DiAGRAM: A Shiny app for the National Archives
The National Archives
We were very impressed with what you achieved over the 6 weeks and also with how organised you were around documenting and managing your side of the project. Alex Green (National Archives)
The National Archives required development of a web based application that would allow their users to build and compare storage policies to help archivists manage risk to their digital collection. The project started in September 2020 and was live just 6 weeks later.
The aim was to provide an intuitive interface for users to provide information about their archive or potential policy changes in order to leverage a Bayesian network model to estimate risk scores of key factors in successful preservation of digital material.
The solution must provide the ability to quickly build these models and policies, whilst also allowing scope for advanced users to control the finer nuances of the underlying network. The information must be able to be downloaded and restored within the application as well as providing visualisation and report download options.
The National Archives already had the Bayesian network model available in a binary format for the R programming language.
In six weeks through a series of three sprints and rounds of user testing we built a dashboard style solution using Shiny, with custom input widgets built using React.
In addition to providing a flexible interface that allowed for non technical staff to take ownership of the content, question types and scoring mechanism of the application, there were requirements to adhere to web content accessibility guidelines (WCAG 2.1).
Understanding risk to digital assets is a complex process so our dashboard solution provided intuitive navigation through the various elements that a user should understand by providing downloadable guides and links to relevant standards and frameworks. For the creation of their own risk models, users are guided through a series of questions which estimate probabilities of nodes in the underlying network.
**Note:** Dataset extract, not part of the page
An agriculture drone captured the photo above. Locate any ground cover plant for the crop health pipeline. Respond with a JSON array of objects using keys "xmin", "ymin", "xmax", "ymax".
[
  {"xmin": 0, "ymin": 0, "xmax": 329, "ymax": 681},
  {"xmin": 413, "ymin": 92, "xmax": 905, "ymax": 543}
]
Each model could be easily edited, or used to form the basis for estimated change in risk under possible policy change. The tool provides visualisations for quick comparison of policies and understanding the causal relationship between different elements of the underlying network used to estimate risk.
All information could be downloaded as reports either via a branded pdf or csv data. Advanced customisation allowed advanced users to directly manipulate the probabilities of nodes in the underlying network.
The application was provided bundled inside an R package which allowed dependencies and tests to be managed naturally for ease of deployment and provided documentation for the client to take on the maintenance role.
Stakeholders were very impressed by the amount of work achieved by our team in such a short turn around with the changing goals that came through the agile process and the communication and management of project evolution.